J'ai voulu ressusciter la défunte chevalerie errante ; et depuis bien des jours, trébuchant ici, tombant plus loin, m'écroulant ailleurs, me relevant toujours, j'ai satisfait en grande part mon désir.


C'est, selon beaucoup de gens, la meilleure version française à ce jour. Noguez l'aime beaucoup lui aussi, il apprécie notamment ce «toujours». Seulement voilà : consultant l'original, il découvre que «toujours» n'y est pas !

Version Cervantès :


Quise resucitar la ya muerta andante caballeria, y ha muchos dias que, tropezando aqui, cayendo alli, despeñándome acá y levantándome acullá, he complido gran parte de mi deseo...


Soit, mot-à-mot :


J'ai voulu ressusciter feu la chevalerie errante et il y a bien des jours que, trébuchant ici, tombant par là, me précipitant par-ci et me relevant par-là, j'ai accompli une grande partie de mon désir...


Le cœur de la phrase, c'est les quatre adverbes de lieu : aqui, alli ; aca, aculla, étroitement liés du point de vue sonore, qui dessinent une figure très expressive, très insistante. L'initiale en [a] est un leitmotiv, par les rimes on a une forme aabb, et par les rythmes un abab. Ce qu'un tel dispositif décrit, c'est moins un mouvement qu'un balancement perpétuel, le cahin-caha d'un vieux sur un cheval boiteux.

Aline Schulman, incontestablement, a donné un coup de pouce. Sa version fait ressortir le mouvement, elle décrit une avancée continuelle, balisée par «plus loin», puis «ailleurs» ; c'est le chevalier errant qu'elle nous montre, sa vision étant rendue plus positive encore par ce «toujours» qui insiste sur le côté increvable du héros.

On pourrait soutenir qu'il y a là une menue trahison. Quant à moi, si ce petit détail m'intéresse autant, c'est que je m'y trouve à la limite de ce que je m'autorise. Je ne sais ce que j'aurais fait à la place de la traductrice.
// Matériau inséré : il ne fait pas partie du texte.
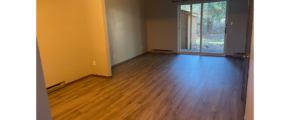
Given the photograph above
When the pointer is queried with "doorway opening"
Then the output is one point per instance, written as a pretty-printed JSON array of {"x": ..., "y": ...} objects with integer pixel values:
[{"x": 202, "y": 28}]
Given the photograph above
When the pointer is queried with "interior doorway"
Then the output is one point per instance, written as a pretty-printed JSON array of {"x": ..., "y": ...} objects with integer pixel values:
[{"x": 202, "y": 28}]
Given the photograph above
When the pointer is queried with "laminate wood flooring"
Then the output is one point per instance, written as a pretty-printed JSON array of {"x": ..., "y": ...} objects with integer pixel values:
[{"x": 156, "y": 87}]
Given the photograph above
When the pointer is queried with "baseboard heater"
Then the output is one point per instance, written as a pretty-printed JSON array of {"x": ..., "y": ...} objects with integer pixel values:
[
  {"x": 162, "y": 51},
  {"x": 239, "y": 54},
  {"x": 55, "y": 87}
]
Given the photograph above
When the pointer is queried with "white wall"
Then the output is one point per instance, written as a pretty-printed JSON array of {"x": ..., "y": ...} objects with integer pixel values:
[
  {"x": 126, "y": 29},
  {"x": 42, "y": 110},
  {"x": 161, "y": 16},
  {"x": 250, "y": 101}
]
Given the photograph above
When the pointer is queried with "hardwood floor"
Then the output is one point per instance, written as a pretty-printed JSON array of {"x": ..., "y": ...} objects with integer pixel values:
[{"x": 156, "y": 87}]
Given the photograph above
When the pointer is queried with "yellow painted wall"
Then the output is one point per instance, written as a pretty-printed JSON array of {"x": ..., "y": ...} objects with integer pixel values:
[{"x": 71, "y": 35}]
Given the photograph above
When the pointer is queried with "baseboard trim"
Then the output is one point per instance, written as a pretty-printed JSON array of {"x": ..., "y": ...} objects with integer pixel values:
[
  {"x": 129, "y": 59},
  {"x": 77, "y": 80},
  {"x": 100, "y": 76},
  {"x": 229, "y": 55},
  {"x": 86, "y": 77}
]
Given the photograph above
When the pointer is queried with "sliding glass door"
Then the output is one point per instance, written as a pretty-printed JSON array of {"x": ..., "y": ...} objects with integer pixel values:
[{"x": 202, "y": 27}]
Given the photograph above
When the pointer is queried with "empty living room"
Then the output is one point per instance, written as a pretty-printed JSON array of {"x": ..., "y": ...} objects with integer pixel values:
[{"x": 144, "y": 59}]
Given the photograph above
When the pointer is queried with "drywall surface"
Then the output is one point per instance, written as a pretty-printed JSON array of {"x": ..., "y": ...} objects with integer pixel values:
[
  {"x": 250, "y": 101},
  {"x": 71, "y": 35},
  {"x": 42, "y": 110},
  {"x": 126, "y": 29}
]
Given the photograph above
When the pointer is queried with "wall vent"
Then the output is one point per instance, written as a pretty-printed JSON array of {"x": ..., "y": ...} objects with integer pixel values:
[
  {"x": 55, "y": 87},
  {"x": 162, "y": 51}
]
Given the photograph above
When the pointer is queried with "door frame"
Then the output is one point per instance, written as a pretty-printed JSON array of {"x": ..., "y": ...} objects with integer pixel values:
[
  {"x": 179, "y": 27},
  {"x": 251, "y": 13}
]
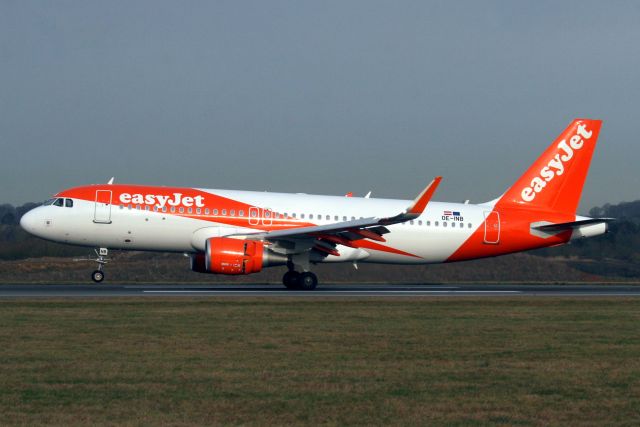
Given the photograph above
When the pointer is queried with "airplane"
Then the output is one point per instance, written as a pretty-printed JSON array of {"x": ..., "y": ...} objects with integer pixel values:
[{"x": 242, "y": 232}]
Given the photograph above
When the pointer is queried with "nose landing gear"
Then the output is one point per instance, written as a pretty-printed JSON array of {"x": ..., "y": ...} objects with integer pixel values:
[{"x": 98, "y": 275}]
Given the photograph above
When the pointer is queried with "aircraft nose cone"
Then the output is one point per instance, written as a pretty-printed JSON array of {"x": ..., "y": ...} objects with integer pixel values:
[{"x": 29, "y": 221}]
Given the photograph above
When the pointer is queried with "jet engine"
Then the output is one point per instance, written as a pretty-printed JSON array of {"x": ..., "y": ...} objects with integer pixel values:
[{"x": 224, "y": 255}]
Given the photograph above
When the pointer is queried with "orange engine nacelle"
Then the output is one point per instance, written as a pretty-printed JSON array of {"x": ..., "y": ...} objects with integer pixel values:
[{"x": 232, "y": 256}]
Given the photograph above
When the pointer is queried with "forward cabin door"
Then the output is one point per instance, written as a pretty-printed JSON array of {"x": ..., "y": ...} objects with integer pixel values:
[
  {"x": 491, "y": 227},
  {"x": 102, "y": 210}
]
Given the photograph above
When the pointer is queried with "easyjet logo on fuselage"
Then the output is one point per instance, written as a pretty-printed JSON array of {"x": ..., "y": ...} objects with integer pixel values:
[
  {"x": 556, "y": 165},
  {"x": 177, "y": 199}
]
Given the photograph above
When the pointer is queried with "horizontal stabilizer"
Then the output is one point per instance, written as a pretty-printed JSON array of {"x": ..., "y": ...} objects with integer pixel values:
[{"x": 563, "y": 226}]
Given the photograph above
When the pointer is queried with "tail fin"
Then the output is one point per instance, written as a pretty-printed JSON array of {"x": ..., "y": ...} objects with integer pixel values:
[{"x": 554, "y": 182}]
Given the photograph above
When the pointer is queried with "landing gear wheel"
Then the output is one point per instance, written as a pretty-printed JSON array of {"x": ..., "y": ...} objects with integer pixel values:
[
  {"x": 97, "y": 276},
  {"x": 307, "y": 281},
  {"x": 291, "y": 279}
]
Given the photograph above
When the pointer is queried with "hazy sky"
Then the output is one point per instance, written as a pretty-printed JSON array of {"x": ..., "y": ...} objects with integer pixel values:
[{"x": 314, "y": 96}]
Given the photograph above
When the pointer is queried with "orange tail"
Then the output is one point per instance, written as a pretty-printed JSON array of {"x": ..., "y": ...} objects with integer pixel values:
[{"x": 554, "y": 182}]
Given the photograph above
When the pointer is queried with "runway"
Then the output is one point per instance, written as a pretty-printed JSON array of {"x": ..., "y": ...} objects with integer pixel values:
[{"x": 323, "y": 291}]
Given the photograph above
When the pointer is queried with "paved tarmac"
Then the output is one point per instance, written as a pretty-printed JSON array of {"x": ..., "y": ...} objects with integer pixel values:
[{"x": 331, "y": 291}]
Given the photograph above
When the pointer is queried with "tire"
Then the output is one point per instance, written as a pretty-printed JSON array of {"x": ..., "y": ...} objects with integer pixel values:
[
  {"x": 97, "y": 276},
  {"x": 290, "y": 279},
  {"x": 308, "y": 281}
]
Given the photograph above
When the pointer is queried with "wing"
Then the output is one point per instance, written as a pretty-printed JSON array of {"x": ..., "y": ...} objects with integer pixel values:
[{"x": 326, "y": 237}]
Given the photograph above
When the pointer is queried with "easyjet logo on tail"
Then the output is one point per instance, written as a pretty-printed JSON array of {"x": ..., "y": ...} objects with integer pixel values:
[{"x": 556, "y": 166}]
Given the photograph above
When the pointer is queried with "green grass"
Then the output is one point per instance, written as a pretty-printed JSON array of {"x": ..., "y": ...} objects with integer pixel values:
[{"x": 521, "y": 361}]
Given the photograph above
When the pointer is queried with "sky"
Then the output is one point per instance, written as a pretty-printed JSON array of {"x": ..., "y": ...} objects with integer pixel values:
[{"x": 320, "y": 97}]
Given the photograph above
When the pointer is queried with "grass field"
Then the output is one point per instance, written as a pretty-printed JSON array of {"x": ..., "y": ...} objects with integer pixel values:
[{"x": 522, "y": 361}]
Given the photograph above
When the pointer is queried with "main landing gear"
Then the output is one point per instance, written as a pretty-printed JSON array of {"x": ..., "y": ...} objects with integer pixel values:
[
  {"x": 306, "y": 281},
  {"x": 98, "y": 275}
]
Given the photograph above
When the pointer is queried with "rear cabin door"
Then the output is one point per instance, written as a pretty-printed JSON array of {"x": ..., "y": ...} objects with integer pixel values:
[
  {"x": 491, "y": 227},
  {"x": 102, "y": 211}
]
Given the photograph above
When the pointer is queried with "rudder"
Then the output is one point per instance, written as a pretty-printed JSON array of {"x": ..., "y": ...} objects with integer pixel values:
[{"x": 554, "y": 182}]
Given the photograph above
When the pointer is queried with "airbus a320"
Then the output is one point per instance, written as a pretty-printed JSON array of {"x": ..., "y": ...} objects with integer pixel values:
[{"x": 242, "y": 232}]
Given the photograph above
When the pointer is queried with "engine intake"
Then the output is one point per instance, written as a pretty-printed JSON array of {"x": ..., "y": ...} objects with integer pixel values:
[{"x": 224, "y": 255}]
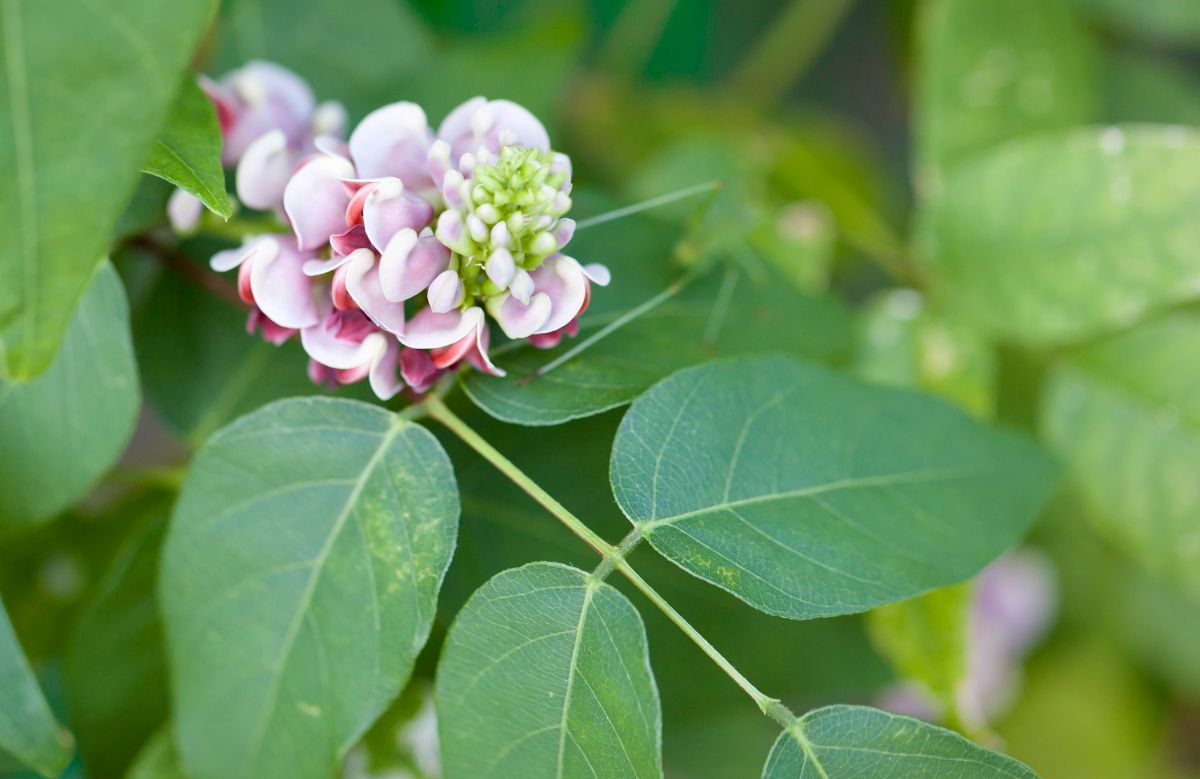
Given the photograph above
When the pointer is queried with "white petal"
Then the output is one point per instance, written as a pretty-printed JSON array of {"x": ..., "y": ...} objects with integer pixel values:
[
  {"x": 316, "y": 201},
  {"x": 431, "y": 330},
  {"x": 445, "y": 292},
  {"x": 363, "y": 283},
  {"x": 263, "y": 171},
  {"x": 281, "y": 288},
  {"x": 517, "y": 319}
]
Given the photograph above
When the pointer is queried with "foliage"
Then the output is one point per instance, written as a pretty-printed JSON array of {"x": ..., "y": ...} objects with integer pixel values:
[{"x": 843, "y": 366}]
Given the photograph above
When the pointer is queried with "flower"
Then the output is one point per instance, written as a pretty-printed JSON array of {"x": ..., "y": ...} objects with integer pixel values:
[
  {"x": 406, "y": 241},
  {"x": 269, "y": 121}
]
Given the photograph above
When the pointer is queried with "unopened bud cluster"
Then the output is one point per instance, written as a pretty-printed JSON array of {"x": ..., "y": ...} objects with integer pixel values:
[{"x": 406, "y": 241}]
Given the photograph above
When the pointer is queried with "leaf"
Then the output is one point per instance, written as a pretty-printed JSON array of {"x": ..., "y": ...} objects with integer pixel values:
[
  {"x": 390, "y": 45},
  {"x": 855, "y": 741},
  {"x": 755, "y": 318},
  {"x": 545, "y": 673},
  {"x": 28, "y": 731},
  {"x": 83, "y": 91},
  {"x": 157, "y": 760},
  {"x": 904, "y": 341},
  {"x": 807, "y": 493},
  {"x": 63, "y": 430},
  {"x": 187, "y": 150},
  {"x": 994, "y": 70},
  {"x": 299, "y": 582},
  {"x": 924, "y": 639},
  {"x": 1173, "y": 21},
  {"x": 117, "y": 709},
  {"x": 1125, "y": 417},
  {"x": 1141, "y": 88},
  {"x": 1056, "y": 238},
  {"x": 199, "y": 367}
]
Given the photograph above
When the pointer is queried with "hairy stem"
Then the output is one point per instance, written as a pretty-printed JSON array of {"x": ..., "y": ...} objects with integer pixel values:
[
  {"x": 613, "y": 556},
  {"x": 646, "y": 205}
]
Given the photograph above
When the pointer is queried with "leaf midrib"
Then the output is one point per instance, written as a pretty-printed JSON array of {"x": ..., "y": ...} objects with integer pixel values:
[
  {"x": 888, "y": 479},
  {"x": 27, "y": 183},
  {"x": 271, "y": 697}
]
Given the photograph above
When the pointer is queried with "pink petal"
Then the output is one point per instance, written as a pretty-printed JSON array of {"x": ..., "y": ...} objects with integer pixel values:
[
  {"x": 409, "y": 264},
  {"x": 478, "y": 357},
  {"x": 563, "y": 281},
  {"x": 363, "y": 282},
  {"x": 281, "y": 288},
  {"x": 384, "y": 366},
  {"x": 418, "y": 369},
  {"x": 316, "y": 201},
  {"x": 393, "y": 142},
  {"x": 564, "y": 232},
  {"x": 329, "y": 120},
  {"x": 265, "y": 96},
  {"x": 389, "y": 209},
  {"x": 431, "y": 330},
  {"x": 519, "y": 319},
  {"x": 323, "y": 343},
  {"x": 349, "y": 240},
  {"x": 229, "y": 258},
  {"x": 322, "y": 267},
  {"x": 445, "y": 292},
  {"x": 264, "y": 171}
]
Mais je suis heureux qu'elle l'ait fait, et j'espère que j'aurais fait de même. Car en fin de compte, qu'y a-t-il là de scandaleux ? Elle a gardé l'essentiel : le double mouvement de balancier, et l'a même renforcé par la rime jours / toujours. Après tout, Cervantès lui-même ne termine-t-il pas aussi par une image positive : celle de l'homme tombé qui se relève ?

Voyons deux autres traductions antérieures.

Louis Viardot, 1836 :


J'ai voulu ressusciter la défunte chevalerie errante, et, depuis bien des jours, bronchant ici, tombant là, me relevant plus loin, j'ai rempli mon désir en grande partie...


Viardot s'est dit que Cervantès, négligent, s'est répété, que tomber une fois suffit, soyons efficace, arrangeons ça. Résultat : c'est plus vite expédié, et c'est plus plat, l'essentiel est perdu. (D'autant que tomber à un endroit et se relever ailleurs, faut le faire...)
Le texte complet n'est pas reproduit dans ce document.